6 Questions to Ask Before Referring Your Friend for a Job At Your Company

By Chelsea Babin

There’s an open position at your company and you think your friend might be a great fit! Whether or not your company has an existing referral program, you may be tempted to refer a friend for a position at your company because who doesn’t want to work with their friends? However, before you make the referral, make sure you ask yourself these six questions.

1. Have you shared enough about the opportunity? You want your friend to work at the same company you do but, if you haven’t shared enough information about the opportunity, they may not be a great fit for the position or they may not actually be interested in the position. You should make sure they have as much information about the opportunity as possible before you throw their name in the ring.

2. Would they be a good fit for the company culture and vise versa? The answer to this question can sometimes be difficult to find out, especially if you’ve never worked with your friend and don’t know what they’re like at work. However, do your best to assess whether or not your friend will be a good fit for the existing company culture and assess whether or not your friend will enjoy working in that company culture before making a referral. Otherwise, you may be making an employment match that results in disaster on one end or the other or worse, on both ends.

3. Why are they looking for work and how well do you know them? Obviously, you shouldn’t refer a friend for an open position unless they’re at least passively looking for work. But do you know why they’re looking for work? If their motivation is to get a shorter commute and your company is the same distance from their house, you’re wasting your time with the referral. However, if they’re looking for room to grow and a chance to work with up-to-date technology more often and that’s what your company offers, this referral could be a great idea! Additionally, you should ask yourself how well you know your friend before referring them. The person you have fun grabbing a beer with on the weekends isn’t always dedicated, qualified, or agreeable at work. If you’ve never seen them work or heard many of their work stories, it can be hard to tell if this referral is a good idea.

4. How could this referral affect your friendship? Your referral could help your friend get an interview faster and it may even help them get the job. On the other hand, if you let them know you’re referring them and the company still shows no interest, there could be a little bit of awkwardness in the future. Ask yourself how this referral might affect your friendship before you submit them for consideration. If the negatives outweigh the positives, a referral might not be in yours or their best interest.

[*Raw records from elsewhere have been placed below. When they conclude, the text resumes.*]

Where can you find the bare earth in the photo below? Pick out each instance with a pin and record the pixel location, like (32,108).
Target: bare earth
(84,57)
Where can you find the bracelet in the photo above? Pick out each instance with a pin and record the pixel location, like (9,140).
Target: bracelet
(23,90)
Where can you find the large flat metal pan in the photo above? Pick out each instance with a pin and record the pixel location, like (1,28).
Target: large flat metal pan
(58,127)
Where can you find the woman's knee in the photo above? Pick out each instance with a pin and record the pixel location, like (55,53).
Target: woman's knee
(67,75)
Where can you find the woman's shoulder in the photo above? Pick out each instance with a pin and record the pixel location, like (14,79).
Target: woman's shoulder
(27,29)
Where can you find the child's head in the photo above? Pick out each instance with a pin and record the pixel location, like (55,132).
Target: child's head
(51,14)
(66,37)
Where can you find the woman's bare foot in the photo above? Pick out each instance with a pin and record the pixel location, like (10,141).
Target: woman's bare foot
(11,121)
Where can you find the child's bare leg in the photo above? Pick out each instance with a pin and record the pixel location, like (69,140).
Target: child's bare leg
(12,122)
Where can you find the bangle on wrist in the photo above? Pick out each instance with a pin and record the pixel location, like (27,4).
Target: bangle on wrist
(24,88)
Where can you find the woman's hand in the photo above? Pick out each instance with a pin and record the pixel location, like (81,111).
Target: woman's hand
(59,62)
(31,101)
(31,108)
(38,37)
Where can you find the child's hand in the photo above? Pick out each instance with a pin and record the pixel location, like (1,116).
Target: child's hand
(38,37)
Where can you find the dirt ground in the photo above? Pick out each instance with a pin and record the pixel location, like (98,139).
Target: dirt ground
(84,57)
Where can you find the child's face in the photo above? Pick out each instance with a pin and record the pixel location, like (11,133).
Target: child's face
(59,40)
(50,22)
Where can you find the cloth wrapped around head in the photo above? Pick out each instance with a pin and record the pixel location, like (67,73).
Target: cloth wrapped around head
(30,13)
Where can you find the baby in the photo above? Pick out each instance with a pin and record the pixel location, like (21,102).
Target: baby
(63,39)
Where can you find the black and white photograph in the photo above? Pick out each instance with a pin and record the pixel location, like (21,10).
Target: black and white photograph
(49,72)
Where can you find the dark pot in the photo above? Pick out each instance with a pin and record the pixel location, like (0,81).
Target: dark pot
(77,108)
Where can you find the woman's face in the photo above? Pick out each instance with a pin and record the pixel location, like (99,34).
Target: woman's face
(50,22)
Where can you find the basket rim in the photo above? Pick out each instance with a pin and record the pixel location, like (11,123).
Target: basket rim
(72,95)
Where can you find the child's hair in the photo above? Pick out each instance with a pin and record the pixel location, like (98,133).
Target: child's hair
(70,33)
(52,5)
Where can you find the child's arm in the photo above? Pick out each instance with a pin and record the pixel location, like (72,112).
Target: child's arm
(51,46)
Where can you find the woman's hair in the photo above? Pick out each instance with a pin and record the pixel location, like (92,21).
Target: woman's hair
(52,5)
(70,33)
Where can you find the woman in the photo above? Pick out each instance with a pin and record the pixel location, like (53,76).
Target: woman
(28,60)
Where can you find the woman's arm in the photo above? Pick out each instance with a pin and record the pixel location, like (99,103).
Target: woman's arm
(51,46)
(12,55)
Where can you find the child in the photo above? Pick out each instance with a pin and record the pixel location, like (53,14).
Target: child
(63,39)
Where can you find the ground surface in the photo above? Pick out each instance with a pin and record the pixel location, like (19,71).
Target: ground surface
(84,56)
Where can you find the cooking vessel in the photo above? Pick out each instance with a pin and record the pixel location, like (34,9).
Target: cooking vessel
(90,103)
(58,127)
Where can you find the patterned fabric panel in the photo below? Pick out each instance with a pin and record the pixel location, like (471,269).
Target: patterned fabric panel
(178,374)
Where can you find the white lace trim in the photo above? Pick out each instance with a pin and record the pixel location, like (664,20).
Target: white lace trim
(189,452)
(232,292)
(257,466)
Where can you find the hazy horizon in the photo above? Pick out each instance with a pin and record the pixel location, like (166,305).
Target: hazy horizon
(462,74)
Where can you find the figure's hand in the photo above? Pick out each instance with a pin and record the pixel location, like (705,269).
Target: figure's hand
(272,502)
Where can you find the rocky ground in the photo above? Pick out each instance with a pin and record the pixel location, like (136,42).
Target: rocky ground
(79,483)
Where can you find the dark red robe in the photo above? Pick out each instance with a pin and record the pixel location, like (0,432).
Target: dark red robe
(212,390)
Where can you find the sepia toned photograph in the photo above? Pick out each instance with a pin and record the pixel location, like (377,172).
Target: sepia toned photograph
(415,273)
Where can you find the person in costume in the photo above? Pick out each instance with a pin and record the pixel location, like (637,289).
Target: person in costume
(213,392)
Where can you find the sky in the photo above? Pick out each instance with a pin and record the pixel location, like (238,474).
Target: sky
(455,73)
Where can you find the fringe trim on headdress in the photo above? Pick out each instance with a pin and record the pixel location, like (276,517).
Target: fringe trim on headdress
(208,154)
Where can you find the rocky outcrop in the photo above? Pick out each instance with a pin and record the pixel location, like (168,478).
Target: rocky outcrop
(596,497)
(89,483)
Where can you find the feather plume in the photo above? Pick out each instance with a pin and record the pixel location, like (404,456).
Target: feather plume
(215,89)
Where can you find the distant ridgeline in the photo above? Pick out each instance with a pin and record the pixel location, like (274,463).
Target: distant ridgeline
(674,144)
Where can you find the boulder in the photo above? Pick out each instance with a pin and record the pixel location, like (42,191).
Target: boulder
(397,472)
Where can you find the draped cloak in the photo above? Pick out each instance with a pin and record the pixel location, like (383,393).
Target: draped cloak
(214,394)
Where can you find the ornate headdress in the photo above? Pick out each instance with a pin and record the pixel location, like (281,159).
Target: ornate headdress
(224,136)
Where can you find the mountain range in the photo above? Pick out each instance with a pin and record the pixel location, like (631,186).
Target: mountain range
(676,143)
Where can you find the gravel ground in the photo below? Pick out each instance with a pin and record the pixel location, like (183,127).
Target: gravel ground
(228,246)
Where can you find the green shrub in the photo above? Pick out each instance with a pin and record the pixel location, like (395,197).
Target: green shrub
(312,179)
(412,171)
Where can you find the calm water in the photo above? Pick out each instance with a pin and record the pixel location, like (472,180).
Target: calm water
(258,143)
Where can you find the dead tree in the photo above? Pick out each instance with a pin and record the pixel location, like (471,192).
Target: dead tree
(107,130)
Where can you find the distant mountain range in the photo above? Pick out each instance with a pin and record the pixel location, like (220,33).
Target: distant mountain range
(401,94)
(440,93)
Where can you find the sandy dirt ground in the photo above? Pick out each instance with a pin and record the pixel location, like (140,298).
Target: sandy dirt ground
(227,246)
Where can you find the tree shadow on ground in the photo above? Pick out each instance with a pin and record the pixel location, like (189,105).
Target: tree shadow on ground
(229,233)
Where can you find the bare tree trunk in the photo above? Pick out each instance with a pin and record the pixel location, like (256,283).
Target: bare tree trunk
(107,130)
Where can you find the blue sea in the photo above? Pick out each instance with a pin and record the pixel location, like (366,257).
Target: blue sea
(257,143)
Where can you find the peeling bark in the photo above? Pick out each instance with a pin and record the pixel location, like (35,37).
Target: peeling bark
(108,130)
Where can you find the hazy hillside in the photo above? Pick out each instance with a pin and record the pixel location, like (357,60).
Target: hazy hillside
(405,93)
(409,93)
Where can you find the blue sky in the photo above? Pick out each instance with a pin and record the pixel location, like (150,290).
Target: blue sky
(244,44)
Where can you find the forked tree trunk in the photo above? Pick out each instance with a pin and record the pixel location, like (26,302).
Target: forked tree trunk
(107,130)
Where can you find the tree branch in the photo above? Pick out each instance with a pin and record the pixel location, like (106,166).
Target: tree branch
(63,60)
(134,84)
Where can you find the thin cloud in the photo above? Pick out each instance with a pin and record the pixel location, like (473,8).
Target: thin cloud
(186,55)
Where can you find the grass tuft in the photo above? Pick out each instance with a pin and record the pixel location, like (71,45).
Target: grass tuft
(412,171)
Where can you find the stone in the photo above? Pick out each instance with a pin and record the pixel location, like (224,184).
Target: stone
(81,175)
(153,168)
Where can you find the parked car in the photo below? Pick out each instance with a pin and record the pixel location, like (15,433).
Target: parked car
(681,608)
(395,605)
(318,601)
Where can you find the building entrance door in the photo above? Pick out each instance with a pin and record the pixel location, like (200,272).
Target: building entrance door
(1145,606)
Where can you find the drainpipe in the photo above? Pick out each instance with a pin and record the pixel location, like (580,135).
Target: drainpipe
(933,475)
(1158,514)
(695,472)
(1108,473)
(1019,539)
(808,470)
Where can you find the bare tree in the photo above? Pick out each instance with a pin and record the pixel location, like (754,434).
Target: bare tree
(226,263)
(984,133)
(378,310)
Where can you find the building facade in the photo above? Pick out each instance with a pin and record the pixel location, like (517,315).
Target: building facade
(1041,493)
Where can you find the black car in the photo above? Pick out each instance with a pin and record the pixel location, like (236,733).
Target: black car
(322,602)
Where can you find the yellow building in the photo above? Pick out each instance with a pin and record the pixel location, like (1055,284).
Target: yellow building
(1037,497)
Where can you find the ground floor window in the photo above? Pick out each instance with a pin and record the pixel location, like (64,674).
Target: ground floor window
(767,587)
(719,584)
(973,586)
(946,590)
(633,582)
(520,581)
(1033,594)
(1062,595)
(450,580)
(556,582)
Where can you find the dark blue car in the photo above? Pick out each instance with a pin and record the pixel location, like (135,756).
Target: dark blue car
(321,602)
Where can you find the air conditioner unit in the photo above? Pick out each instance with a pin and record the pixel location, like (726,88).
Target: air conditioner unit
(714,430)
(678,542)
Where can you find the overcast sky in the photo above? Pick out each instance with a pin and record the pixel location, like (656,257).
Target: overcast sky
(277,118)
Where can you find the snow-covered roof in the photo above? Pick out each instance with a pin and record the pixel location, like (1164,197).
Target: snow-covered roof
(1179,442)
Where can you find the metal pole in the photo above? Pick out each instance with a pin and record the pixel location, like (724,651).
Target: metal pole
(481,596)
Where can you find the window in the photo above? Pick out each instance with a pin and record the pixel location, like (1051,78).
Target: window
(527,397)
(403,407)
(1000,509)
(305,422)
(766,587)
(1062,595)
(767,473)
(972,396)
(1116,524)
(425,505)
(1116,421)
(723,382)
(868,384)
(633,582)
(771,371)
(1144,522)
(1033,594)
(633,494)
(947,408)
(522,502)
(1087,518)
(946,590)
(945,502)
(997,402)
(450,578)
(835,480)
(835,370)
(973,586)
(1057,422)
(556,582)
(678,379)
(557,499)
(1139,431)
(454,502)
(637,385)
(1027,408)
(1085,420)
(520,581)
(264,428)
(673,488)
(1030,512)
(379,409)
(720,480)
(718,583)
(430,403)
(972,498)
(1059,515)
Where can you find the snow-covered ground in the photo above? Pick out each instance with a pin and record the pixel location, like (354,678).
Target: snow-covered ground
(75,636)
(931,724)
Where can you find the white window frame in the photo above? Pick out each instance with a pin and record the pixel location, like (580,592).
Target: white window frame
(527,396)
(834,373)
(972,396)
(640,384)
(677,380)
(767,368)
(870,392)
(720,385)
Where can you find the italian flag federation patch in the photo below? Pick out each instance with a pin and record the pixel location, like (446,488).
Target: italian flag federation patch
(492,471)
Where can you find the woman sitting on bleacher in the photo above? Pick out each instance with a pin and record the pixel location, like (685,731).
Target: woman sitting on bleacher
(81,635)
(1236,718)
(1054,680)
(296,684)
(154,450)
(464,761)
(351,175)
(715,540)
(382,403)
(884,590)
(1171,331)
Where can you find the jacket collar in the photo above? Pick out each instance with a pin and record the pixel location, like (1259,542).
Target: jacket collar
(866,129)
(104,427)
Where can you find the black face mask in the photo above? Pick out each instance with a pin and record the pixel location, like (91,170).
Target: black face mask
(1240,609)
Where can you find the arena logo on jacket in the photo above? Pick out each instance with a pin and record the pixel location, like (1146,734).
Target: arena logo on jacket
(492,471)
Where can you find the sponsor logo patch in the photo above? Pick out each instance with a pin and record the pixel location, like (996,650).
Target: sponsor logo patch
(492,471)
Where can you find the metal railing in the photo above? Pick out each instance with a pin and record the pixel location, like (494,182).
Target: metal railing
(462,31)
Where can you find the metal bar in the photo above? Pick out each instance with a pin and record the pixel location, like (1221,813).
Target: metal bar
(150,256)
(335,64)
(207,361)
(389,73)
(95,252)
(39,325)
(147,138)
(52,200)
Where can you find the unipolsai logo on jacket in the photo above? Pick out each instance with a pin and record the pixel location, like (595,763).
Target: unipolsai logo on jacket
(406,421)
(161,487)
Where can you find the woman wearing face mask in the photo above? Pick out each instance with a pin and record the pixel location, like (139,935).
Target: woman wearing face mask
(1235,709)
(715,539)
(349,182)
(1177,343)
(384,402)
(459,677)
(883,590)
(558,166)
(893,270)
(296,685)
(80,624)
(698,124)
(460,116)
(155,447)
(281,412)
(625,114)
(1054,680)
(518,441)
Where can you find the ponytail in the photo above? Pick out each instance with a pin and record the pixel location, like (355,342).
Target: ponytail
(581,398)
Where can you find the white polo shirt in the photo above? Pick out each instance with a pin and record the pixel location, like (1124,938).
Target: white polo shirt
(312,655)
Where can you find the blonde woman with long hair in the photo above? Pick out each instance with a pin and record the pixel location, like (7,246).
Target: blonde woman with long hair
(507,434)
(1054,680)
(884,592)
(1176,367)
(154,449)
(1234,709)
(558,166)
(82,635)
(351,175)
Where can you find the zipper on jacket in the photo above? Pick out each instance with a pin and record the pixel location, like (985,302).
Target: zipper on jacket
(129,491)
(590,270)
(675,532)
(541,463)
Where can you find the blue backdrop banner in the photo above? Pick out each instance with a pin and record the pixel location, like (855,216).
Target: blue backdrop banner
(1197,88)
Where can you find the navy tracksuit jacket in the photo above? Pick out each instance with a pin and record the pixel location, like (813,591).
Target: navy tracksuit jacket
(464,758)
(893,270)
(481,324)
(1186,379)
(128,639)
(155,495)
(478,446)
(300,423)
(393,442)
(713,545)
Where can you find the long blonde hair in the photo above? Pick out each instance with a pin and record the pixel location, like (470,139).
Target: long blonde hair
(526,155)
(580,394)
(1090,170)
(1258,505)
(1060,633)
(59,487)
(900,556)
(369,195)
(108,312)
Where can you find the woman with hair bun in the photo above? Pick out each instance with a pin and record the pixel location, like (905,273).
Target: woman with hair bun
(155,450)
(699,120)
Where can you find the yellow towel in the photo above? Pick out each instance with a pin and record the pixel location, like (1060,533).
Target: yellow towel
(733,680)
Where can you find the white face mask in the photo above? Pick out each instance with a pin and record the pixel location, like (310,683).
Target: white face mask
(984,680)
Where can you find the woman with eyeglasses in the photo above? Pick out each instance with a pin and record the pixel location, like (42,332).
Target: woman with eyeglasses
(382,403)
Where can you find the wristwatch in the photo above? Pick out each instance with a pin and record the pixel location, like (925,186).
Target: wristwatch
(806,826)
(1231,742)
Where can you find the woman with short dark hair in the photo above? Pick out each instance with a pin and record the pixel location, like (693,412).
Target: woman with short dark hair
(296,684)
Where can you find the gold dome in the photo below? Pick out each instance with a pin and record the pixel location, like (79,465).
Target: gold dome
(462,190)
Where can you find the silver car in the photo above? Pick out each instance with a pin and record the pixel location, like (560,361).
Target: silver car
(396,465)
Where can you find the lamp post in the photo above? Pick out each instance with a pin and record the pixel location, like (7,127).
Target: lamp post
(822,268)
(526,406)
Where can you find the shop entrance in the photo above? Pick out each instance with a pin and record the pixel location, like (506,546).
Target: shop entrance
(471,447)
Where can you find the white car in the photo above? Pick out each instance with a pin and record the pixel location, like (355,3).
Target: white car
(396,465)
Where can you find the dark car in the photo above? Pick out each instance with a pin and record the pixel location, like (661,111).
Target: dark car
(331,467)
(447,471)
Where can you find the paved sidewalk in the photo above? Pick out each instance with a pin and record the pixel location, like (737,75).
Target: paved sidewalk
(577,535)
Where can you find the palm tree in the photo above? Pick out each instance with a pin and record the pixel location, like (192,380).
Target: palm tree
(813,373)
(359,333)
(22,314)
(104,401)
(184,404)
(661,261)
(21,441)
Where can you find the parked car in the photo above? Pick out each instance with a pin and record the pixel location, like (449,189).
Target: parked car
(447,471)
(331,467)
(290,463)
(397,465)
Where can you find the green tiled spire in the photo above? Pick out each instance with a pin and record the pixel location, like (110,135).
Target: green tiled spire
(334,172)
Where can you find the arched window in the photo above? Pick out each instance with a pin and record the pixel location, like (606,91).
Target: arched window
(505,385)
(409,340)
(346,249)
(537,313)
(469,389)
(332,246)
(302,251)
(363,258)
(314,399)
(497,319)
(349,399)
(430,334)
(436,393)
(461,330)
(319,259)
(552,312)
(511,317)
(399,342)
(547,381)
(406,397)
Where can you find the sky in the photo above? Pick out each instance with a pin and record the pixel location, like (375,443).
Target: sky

5. Could you work directly with this person if you had to? One question you should definitely ask before referring a friend to the company you work for is whether or not you can see yourself working with them directly. Even if this position is in a different department you rarely or never interact with, future projects may mash the two of you together and have you collaborating. If this is someone you could see yourself easily working with in a professional manner, go ahead and make the referral!

6. What would happen to your friendship if it doesn’t work out? If the interview doesn’t work out or if the job itself doesn’t work out, what will happen to your friendship? While you can’t always predict how people will react in these situations, take some time to picture these worst-case scenarios and understand the implications it might have for your friendship. As long as you and your friend know the potential risks going in, you’ll know whether or not the referral is a good idea.

It’s always tempting to refer your friends for an open position at your company, especially if your company has a referral program with incentives! But, before you do, make sure you ask yourself these 6 questions. And, if you want a safer alternative that helps them get a job, you may want to consider referring them to your recruiter instead.